Eye on the Reef is made up of five sub-programs
- Tourism Weekly monitoring — reef tourism operators and crew carry out weekly observations of sites they visit regularly. This gives comparative data of those sites over time. It started in 1997 and was the original Eye on the Reef program. There are currently 43 tourism operators surveying 45 regularly visited reef sites between the Whitsundays and Port Douglas.
- Reef Health and Impact Surveys — created mainly for the Queensland Parks and Wildlife Service, Great Barrier Reef Marine Park Authority, champion tourism staff and researchers. It’s a quick and efficient way to provide a snapshot of reef health at any time on any reef. It’s often used to assess impacts of natural disasters on the Reef.
- The Sightings Network — an avenue for any reef user to report the interesting, unusual, weird and wonderful things they see and experience in the Great Barrier Reef Marine Park. The photos and observations they send in help us to build knowledge about species diversity, abundance, habitat and range. It used to be a paper-based reporting system, but all sightings are now made through the new app or online.

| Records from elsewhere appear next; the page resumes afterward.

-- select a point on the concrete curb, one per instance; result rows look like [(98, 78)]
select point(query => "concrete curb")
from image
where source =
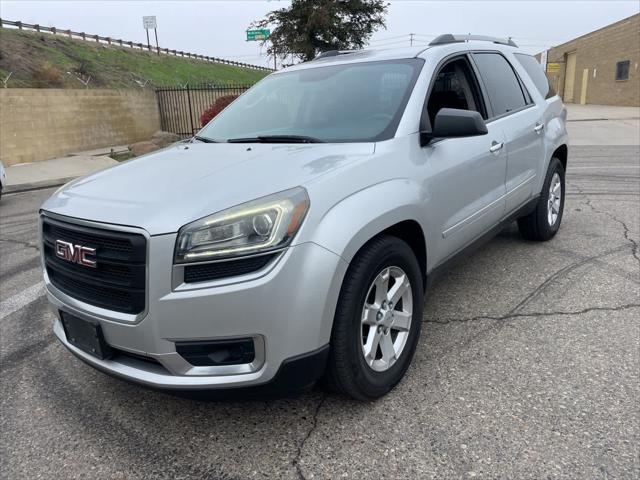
[(27, 187)]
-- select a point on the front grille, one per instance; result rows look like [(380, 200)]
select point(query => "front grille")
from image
[(119, 280), (230, 268)]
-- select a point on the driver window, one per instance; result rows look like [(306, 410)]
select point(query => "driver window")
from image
[(454, 87)]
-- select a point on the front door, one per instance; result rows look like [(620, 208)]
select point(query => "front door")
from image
[(467, 175)]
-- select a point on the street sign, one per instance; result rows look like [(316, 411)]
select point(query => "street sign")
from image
[(257, 35), (149, 23)]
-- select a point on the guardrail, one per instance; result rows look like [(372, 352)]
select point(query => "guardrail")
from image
[(126, 44)]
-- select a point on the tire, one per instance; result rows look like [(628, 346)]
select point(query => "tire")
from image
[(348, 371), (538, 225)]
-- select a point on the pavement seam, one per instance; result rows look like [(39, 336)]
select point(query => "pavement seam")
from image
[(626, 231), (513, 315), (314, 424)]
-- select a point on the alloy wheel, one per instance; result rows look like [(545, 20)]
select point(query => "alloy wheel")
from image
[(386, 318)]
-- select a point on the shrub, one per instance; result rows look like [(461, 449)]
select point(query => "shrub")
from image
[(48, 75), (216, 108)]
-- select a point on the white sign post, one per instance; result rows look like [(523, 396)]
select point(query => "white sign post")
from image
[(149, 23)]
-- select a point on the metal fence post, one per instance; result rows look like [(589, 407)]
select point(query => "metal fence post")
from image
[(190, 109)]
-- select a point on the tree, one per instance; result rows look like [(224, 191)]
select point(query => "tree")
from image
[(308, 27)]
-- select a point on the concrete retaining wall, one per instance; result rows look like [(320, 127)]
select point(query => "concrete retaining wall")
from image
[(39, 124)]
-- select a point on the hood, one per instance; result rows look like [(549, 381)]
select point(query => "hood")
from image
[(167, 189)]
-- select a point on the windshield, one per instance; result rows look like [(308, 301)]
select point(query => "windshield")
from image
[(341, 103)]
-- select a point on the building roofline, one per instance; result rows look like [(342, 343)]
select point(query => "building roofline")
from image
[(592, 32)]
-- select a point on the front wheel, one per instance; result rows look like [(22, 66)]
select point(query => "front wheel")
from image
[(377, 321), (543, 223)]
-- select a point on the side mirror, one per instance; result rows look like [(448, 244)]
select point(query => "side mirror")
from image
[(452, 122)]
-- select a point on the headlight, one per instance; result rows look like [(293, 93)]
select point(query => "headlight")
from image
[(264, 224)]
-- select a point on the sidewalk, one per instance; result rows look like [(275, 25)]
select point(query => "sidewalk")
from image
[(58, 171)]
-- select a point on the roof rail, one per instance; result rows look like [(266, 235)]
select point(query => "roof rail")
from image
[(450, 38), (332, 53)]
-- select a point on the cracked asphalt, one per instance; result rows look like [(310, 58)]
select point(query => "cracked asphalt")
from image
[(528, 367)]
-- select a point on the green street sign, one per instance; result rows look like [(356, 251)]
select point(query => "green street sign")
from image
[(256, 35)]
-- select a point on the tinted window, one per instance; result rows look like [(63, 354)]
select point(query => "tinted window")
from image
[(622, 70), (454, 87), (534, 69), (354, 102), (501, 83)]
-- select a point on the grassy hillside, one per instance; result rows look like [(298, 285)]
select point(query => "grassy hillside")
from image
[(53, 61)]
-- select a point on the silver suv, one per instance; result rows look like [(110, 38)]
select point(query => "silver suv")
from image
[(294, 236)]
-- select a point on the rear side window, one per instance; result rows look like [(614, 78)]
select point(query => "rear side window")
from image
[(501, 82), (534, 70)]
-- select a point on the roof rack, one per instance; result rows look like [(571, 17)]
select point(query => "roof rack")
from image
[(450, 38)]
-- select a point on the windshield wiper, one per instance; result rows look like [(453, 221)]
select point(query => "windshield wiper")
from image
[(276, 139), (204, 139)]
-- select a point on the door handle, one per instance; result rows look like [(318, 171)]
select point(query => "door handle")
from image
[(495, 147)]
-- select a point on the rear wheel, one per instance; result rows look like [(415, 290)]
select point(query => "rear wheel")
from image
[(543, 223), (377, 321)]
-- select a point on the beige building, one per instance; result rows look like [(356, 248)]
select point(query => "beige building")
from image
[(601, 67)]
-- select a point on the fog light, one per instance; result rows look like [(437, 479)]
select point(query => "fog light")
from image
[(217, 352)]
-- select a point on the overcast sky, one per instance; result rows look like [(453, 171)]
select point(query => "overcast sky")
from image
[(217, 28)]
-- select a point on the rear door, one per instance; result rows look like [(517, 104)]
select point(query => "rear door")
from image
[(514, 111)]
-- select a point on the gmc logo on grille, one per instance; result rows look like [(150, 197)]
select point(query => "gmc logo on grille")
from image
[(75, 253)]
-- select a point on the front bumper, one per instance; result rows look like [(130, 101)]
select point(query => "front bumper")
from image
[(287, 309)]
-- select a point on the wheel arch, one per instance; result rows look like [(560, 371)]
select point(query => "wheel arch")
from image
[(393, 207), (562, 154)]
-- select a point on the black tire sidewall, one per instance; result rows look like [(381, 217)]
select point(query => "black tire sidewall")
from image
[(390, 252), (547, 230)]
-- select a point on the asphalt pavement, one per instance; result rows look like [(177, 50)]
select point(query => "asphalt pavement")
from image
[(528, 367)]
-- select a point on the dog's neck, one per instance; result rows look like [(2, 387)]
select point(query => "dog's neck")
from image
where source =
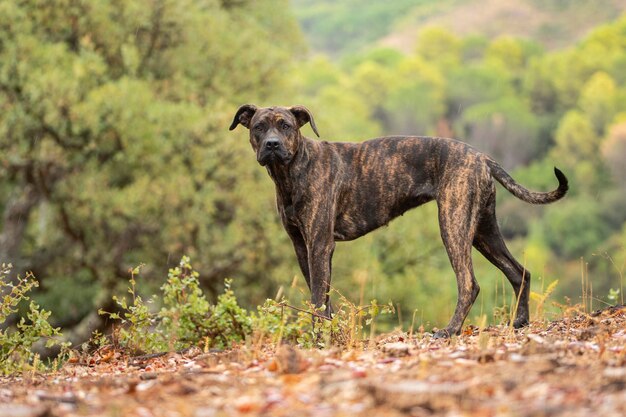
[(286, 176)]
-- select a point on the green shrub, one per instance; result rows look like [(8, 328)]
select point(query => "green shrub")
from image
[(186, 318), (16, 343)]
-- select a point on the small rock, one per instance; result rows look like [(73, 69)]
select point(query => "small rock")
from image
[(397, 349), (19, 410)]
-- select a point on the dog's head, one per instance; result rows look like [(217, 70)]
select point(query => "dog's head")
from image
[(274, 131)]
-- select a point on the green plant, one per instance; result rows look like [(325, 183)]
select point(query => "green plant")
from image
[(16, 343), (136, 333), (187, 318)]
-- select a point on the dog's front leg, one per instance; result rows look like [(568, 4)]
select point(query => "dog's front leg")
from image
[(320, 250)]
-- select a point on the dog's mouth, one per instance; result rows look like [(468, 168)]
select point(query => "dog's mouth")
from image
[(268, 157)]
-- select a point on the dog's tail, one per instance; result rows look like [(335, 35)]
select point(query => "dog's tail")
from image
[(522, 193)]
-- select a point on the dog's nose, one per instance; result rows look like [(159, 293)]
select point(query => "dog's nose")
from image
[(272, 144)]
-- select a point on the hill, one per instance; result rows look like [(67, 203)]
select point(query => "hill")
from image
[(345, 26)]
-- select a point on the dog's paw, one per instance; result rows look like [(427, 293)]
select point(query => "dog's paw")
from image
[(520, 322)]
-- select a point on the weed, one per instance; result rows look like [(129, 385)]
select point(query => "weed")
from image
[(186, 318), (16, 343)]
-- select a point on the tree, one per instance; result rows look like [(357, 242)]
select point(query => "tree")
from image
[(504, 128), (113, 142), (598, 100), (578, 147), (614, 152)]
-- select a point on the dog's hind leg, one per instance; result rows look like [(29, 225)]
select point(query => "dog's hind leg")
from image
[(489, 242), (458, 212)]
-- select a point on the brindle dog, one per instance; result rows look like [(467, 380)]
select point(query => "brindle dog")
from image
[(333, 191)]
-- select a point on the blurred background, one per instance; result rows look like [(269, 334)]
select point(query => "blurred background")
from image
[(115, 149)]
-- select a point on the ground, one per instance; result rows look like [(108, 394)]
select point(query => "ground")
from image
[(574, 366)]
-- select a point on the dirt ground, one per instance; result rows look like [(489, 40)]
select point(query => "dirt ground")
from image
[(574, 366)]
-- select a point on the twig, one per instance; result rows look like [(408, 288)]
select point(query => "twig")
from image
[(314, 314)]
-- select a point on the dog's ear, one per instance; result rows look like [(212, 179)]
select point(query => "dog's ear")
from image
[(304, 116), (243, 116)]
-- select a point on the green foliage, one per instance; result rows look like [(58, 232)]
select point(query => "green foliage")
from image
[(187, 319), (118, 121), (16, 343), (576, 227), (115, 128)]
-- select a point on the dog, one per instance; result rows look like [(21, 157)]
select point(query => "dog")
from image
[(334, 191)]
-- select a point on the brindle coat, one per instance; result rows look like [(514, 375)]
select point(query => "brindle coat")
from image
[(333, 191)]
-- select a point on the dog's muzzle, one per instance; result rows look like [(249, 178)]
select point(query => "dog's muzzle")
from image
[(273, 151)]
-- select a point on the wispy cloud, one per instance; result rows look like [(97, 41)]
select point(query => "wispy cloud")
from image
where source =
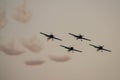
[(35, 62), (59, 59), (33, 44), (22, 14), (11, 49), (3, 20)]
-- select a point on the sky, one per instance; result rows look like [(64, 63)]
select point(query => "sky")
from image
[(25, 54)]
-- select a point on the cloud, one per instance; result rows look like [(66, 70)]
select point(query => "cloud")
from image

- Eyes and Ears Incident Reporting — used by tourism operators and the general public to report things that aren’t allowed in the Marine Park, such as littering or fishing in a green zone. People can report incidents through the Sightings Network app.
- Rapid Monitoring — a new program that enables tourists and regular reef users to get more engaged in reef reporting and protection. It enables people with relatively little experience to grab an underwater slate and make observations on core reef health indicators.